Else if not upvoted by user, then add upvote AND remove downvote if exists.
So far, my query formed (is incorrect) is:
db.collection.aggregate([
{
$project: {
"_id" : ObjectId("53e4d45c198d7811248cefca"),
"upvote": {
"$cond":
[
{"$in": ["$upvote",1] },
{"$pull": {"upvote" : 1}},
{"$addToSet": {"upvote" : 1}, "$pull": {"downvote": 1}}
]
}
}
}
])
where '1' is the user id who is trying to upvote.
Both upvote and downvote are arrays that contain userIds of those who have upvoted and downvoted, respectively.
For output of query, I just want a bool value: true if $cond evaluated to true, else false.
That's not a good way to implement up-votes and downvotes. Aside from the aggregation framework not being a mechanism for updating documents in any way, you seem to have gravitated towards thinking it may be a solution due to the logic you want to implement. But aggregate does not update.
What you want on your, well lets call it a "question" schema is a structure like this:
{
"_id": ObjectId("53f51a844ffa9b02cf01c074"),
"upvoted": [],
"downvoted": [],
"upvoteCount": 0,
"downvoteCount": 0
}
That is something that can work well with atomic updates and actually give you some stateful information about the object at the same time.

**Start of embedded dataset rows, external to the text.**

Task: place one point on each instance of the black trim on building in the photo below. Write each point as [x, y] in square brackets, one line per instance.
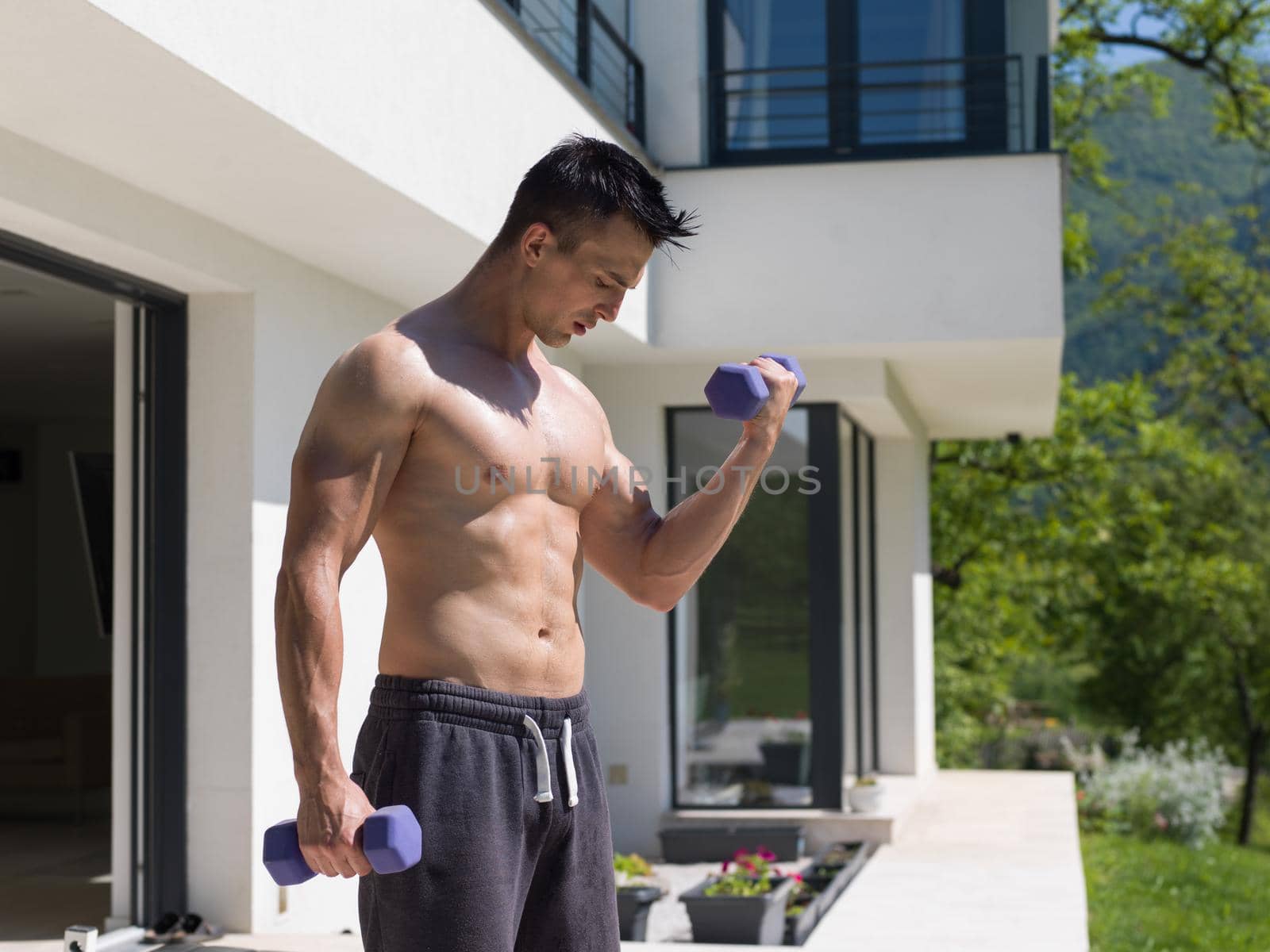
[825, 601]
[165, 413]
[987, 74]
[856, 611]
[873, 600]
[159, 436]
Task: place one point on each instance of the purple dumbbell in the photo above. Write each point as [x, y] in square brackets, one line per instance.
[737, 391]
[391, 841]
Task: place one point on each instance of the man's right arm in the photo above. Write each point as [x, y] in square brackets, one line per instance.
[357, 433]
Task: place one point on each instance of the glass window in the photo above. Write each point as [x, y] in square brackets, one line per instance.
[784, 105]
[743, 634]
[912, 103]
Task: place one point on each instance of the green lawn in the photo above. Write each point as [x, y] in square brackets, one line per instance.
[1161, 896]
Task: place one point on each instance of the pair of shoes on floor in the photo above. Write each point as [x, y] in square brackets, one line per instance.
[177, 927]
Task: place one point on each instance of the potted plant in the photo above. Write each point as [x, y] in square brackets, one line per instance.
[637, 894]
[743, 905]
[802, 912]
[865, 795]
[787, 758]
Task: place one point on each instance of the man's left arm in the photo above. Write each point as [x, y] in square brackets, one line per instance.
[656, 560]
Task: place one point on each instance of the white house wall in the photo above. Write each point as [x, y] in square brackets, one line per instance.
[264, 329]
[868, 253]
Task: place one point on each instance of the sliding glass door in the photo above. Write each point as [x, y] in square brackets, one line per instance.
[756, 645]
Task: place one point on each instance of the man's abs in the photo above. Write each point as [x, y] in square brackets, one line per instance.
[482, 550]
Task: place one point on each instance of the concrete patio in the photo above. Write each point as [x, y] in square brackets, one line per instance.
[988, 861]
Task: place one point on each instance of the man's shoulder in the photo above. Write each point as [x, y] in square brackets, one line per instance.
[385, 367]
[575, 386]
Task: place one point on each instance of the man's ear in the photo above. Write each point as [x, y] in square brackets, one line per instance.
[535, 243]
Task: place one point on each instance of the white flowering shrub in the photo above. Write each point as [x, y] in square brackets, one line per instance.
[1175, 793]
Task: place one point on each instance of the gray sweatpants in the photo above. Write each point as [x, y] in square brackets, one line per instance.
[518, 844]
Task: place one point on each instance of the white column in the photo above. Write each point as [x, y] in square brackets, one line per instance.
[221, 847]
[906, 662]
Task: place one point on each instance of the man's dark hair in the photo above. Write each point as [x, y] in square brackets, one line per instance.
[581, 183]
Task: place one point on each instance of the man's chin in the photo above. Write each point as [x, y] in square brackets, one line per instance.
[556, 340]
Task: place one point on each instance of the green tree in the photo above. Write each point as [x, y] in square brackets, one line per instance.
[1126, 539]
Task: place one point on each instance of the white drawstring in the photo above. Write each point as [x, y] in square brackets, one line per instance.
[544, 795]
[568, 763]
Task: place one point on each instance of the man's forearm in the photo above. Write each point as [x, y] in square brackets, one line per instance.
[310, 647]
[694, 532]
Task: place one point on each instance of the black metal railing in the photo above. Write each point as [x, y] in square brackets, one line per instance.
[874, 109]
[582, 40]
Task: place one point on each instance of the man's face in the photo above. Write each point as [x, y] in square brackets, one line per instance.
[568, 295]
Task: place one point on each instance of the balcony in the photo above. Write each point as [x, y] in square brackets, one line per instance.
[582, 40]
[895, 109]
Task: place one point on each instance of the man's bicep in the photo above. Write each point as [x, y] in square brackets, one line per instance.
[619, 520]
[349, 452]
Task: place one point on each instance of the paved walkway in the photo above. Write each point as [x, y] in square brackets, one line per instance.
[990, 861]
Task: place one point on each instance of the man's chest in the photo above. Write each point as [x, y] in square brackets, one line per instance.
[484, 447]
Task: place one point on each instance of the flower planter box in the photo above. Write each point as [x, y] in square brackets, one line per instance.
[787, 763]
[741, 920]
[633, 908]
[713, 844]
[836, 879]
[799, 927]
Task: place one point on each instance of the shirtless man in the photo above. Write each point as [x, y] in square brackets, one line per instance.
[478, 716]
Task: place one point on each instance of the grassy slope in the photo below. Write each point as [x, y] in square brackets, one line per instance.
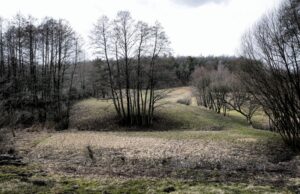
[186, 122]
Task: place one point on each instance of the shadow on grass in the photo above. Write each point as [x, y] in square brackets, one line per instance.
[161, 122]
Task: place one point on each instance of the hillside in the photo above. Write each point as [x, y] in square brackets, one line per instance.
[188, 150]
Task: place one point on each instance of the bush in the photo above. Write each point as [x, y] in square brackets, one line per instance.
[186, 101]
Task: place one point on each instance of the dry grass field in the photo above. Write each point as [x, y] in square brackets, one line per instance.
[188, 150]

For the "upvoted" and "downvoted" arrays, we are going to consider that the "users" voting have a similar unique ObjectId value. So what we are going to do is $push or $pull from either array and also "increment/decrement" the counter values along with each of those operations.

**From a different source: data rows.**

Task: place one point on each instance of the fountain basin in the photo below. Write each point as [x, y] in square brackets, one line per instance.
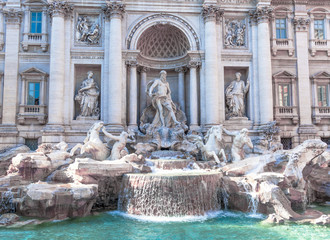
[186, 193]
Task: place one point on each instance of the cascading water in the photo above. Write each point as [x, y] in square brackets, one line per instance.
[170, 194]
[252, 194]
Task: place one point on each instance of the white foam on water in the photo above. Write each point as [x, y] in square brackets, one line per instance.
[207, 216]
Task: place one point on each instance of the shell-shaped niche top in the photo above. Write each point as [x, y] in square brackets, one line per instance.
[163, 41]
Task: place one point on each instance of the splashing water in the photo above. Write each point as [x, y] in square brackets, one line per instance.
[7, 205]
[252, 194]
[170, 194]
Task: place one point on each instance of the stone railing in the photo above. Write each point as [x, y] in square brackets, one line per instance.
[321, 113]
[282, 45]
[282, 112]
[29, 114]
[319, 45]
[35, 39]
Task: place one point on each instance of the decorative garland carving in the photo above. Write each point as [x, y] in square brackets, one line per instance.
[59, 8]
[114, 9]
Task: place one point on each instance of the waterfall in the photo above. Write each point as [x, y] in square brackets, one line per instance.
[170, 194]
[7, 205]
[250, 191]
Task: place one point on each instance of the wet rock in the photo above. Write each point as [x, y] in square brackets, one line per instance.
[8, 219]
[6, 157]
[58, 201]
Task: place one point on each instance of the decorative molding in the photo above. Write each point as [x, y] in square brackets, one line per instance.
[59, 8]
[162, 19]
[211, 12]
[194, 64]
[301, 23]
[114, 10]
[261, 14]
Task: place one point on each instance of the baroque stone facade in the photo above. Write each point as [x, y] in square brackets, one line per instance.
[281, 50]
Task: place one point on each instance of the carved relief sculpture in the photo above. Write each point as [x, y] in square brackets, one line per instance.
[87, 98]
[235, 33]
[235, 95]
[87, 31]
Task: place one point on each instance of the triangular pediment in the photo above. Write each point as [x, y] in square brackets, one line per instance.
[323, 74]
[284, 74]
[33, 70]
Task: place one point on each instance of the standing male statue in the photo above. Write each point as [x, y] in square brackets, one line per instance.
[162, 102]
[87, 97]
[235, 94]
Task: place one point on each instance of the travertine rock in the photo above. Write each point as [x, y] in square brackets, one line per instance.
[7, 155]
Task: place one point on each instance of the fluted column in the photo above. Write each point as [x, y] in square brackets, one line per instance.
[143, 88]
[115, 11]
[304, 87]
[181, 95]
[57, 10]
[193, 93]
[210, 14]
[132, 64]
[262, 16]
[10, 87]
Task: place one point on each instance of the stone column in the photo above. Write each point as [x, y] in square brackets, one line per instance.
[304, 86]
[143, 88]
[193, 94]
[10, 86]
[210, 14]
[181, 96]
[262, 16]
[132, 64]
[57, 10]
[115, 11]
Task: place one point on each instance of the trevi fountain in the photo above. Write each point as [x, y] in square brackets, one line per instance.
[164, 181]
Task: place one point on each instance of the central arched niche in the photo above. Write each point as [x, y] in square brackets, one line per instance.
[163, 42]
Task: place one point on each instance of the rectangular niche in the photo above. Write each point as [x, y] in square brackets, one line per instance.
[88, 30]
[235, 33]
[87, 95]
[229, 76]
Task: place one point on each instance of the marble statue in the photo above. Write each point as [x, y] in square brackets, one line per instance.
[234, 33]
[235, 95]
[118, 150]
[213, 148]
[87, 32]
[88, 96]
[93, 144]
[162, 101]
[241, 138]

Here's how this works for an upvote:
db.questions.update(
{
"_id": ObjectId("53f51a844ffa9b02cf01c074"),
"upvoted": { "$ne": ObjectId("53f51c0a4ffa9b02cf01c075") }
"downvoted": ObjectId("53f51c0a4ffa9b02cf01c075")
},
{
"$push": { "upvoted": ObjectId("53f51c0a4ffa9b02cf01c075") },
"$inc": { "upvoteCount": 1, "downvoteCount": -1 },
"$pull": { "downvoted": ObjectId("53f51c0a4ffa9b02cf01c075") },
}
)
db.questions.update(
{
"_id": ObjectId("53f51a844ffa9b02cf01c074"),
"upvoted": { "$ne": ObjectId("53f51c0a4ffa9b02cf01c075") }
},
{
"$push": { "upvoted": ObjectId("53f51c0a4ffa9b02cf01c075") },
"$inc": { "upvoteCount": 1 },
}
)
Actually that's two operations, which you could do with the Bulk operations API as well (probably the best way really) but it has a point to it. The first statement will only match a document where the current user has a "downvote" recorded in the array. As it, we already "pushed" that user id value to the "downvotes" array. If it is not there then no update is made. But you both push and pull from respective arrays and also "increment/decrement" the counter fields at the same time.

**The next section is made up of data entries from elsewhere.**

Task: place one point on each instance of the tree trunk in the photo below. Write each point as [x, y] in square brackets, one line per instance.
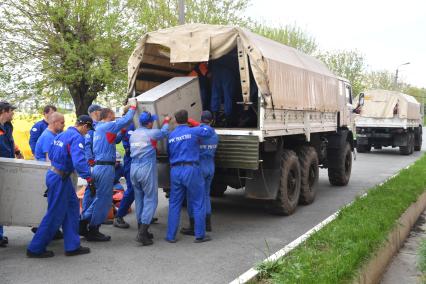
[81, 98]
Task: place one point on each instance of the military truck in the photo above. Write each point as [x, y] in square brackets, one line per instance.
[389, 118]
[303, 112]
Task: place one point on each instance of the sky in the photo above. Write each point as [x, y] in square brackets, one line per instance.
[388, 33]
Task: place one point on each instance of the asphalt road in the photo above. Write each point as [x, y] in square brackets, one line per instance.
[243, 235]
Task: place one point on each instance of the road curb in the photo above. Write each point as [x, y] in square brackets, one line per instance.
[373, 271]
[252, 273]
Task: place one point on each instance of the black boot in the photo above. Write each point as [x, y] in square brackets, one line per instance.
[190, 230]
[45, 254]
[79, 251]
[143, 235]
[95, 236]
[208, 223]
[83, 231]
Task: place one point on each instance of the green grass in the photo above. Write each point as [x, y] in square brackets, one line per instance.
[335, 253]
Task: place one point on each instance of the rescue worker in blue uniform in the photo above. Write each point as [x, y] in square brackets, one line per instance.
[56, 126]
[104, 148]
[94, 112]
[185, 174]
[66, 154]
[40, 126]
[143, 172]
[226, 86]
[208, 148]
[129, 195]
[7, 145]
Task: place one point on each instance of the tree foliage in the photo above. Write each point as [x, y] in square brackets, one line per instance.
[289, 35]
[348, 64]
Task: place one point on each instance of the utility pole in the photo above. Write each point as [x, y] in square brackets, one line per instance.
[181, 8]
[396, 74]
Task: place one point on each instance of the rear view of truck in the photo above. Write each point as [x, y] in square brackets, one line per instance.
[290, 115]
[389, 118]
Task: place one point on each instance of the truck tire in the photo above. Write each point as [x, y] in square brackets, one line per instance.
[218, 189]
[363, 148]
[339, 165]
[289, 188]
[407, 150]
[309, 170]
[419, 139]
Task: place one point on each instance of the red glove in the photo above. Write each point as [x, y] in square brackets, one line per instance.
[193, 122]
[91, 163]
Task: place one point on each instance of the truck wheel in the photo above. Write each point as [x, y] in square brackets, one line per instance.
[218, 189]
[407, 150]
[339, 165]
[289, 188]
[418, 140]
[308, 159]
[363, 148]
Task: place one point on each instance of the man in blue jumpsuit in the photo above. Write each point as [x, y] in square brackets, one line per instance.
[208, 148]
[66, 154]
[104, 149]
[40, 126]
[143, 172]
[185, 175]
[94, 113]
[56, 126]
[7, 144]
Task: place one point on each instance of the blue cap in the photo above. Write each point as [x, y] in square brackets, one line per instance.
[206, 116]
[146, 118]
[93, 108]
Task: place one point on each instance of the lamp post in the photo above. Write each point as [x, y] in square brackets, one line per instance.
[396, 73]
[181, 8]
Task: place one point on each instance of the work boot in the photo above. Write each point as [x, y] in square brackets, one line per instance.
[83, 231]
[45, 254]
[202, 240]
[95, 236]
[208, 223]
[190, 230]
[143, 235]
[79, 251]
[150, 235]
[120, 223]
[4, 241]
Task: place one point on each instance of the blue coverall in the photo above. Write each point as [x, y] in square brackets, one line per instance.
[185, 174]
[105, 151]
[208, 148]
[143, 171]
[43, 144]
[129, 194]
[7, 148]
[35, 133]
[225, 82]
[66, 154]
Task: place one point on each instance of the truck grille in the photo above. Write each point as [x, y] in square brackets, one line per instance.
[238, 152]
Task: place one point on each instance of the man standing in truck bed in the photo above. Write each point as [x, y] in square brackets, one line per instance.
[104, 149]
[186, 177]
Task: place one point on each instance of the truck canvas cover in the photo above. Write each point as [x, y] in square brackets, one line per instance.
[287, 78]
[381, 104]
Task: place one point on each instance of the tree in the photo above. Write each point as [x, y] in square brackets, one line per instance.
[347, 64]
[289, 35]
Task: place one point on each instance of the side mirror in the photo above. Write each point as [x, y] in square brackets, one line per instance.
[361, 99]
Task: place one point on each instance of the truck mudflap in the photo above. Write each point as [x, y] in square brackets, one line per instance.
[238, 152]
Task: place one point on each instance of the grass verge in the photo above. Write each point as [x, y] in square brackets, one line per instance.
[336, 253]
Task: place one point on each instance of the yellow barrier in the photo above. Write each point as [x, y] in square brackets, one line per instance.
[22, 124]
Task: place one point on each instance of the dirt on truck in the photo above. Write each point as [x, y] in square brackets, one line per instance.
[389, 118]
[290, 115]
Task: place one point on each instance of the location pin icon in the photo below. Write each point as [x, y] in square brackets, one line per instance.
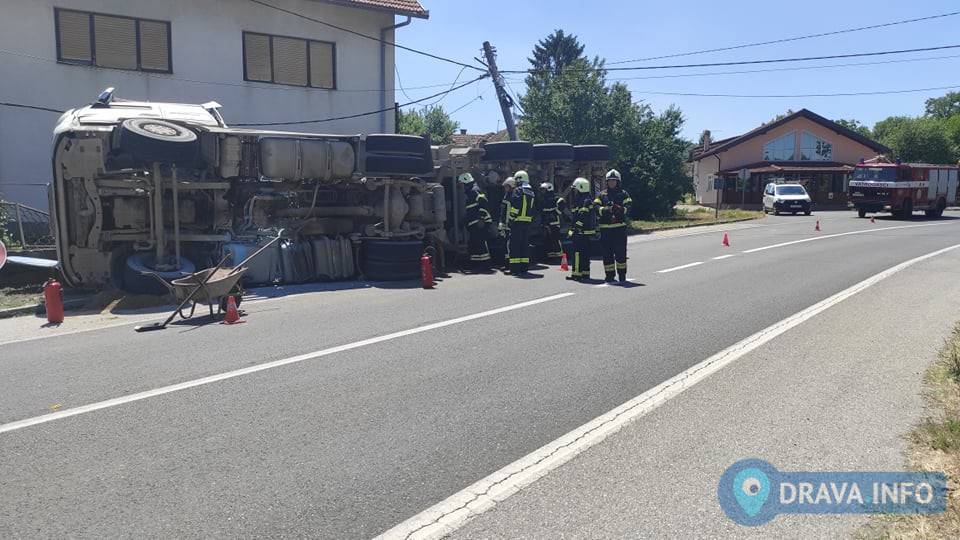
[751, 488]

With the second statement which will only match something where the first did not, you make a fair assessment that now you don't need to touch "downvotes" and just handle the upvote fields. In both cases the safe thing to do is make sure that the main condition is the current user id value is not present in the "upvoted" array.
For downvotes the fields are just reversed:
db.questions.update(
{
"_id": ObjectId("53f51a844ffa9b02cf01c074"),
"downvoted": { "$ne": ObjectId("53f51c0a4ffa9b02cf01c075") }
"upvoted": ObjectId("53f51c0a4ffa9b02cf01c075")
},
{
"$pull": { "upvoted": ObjectId("53f51c0a4ffa9b02cf01c075") },
"$inc": { "upvoteCount": -1, "downvoteCount": 1 },
"$push": { "downvoted": ObjectId("53f51c0a4ffa9b02cf01c075") },
}
)
db.questions.update(
{
"_id": ObjectId("53f51a844ffa9b02cf01c074"),
"downvoted": { "$ne": ObjectId("53f51c0a4ffa9b02cf01c075") }
},
{
"$push": { "downvoted": ObjectId("53f51c0a4ffa9b02cf01c075") },
"$inc": { "downvoteCount": 1 },
}
)
Naturally you can see the logical progression to simply cancelling any "upvote/downvote" for the user in question. Also you can be smart about it if you want and expose the information in your client to not only show if the current user have already "upvoted/downvoted" but also control click actions and eliminate unnecessary requests.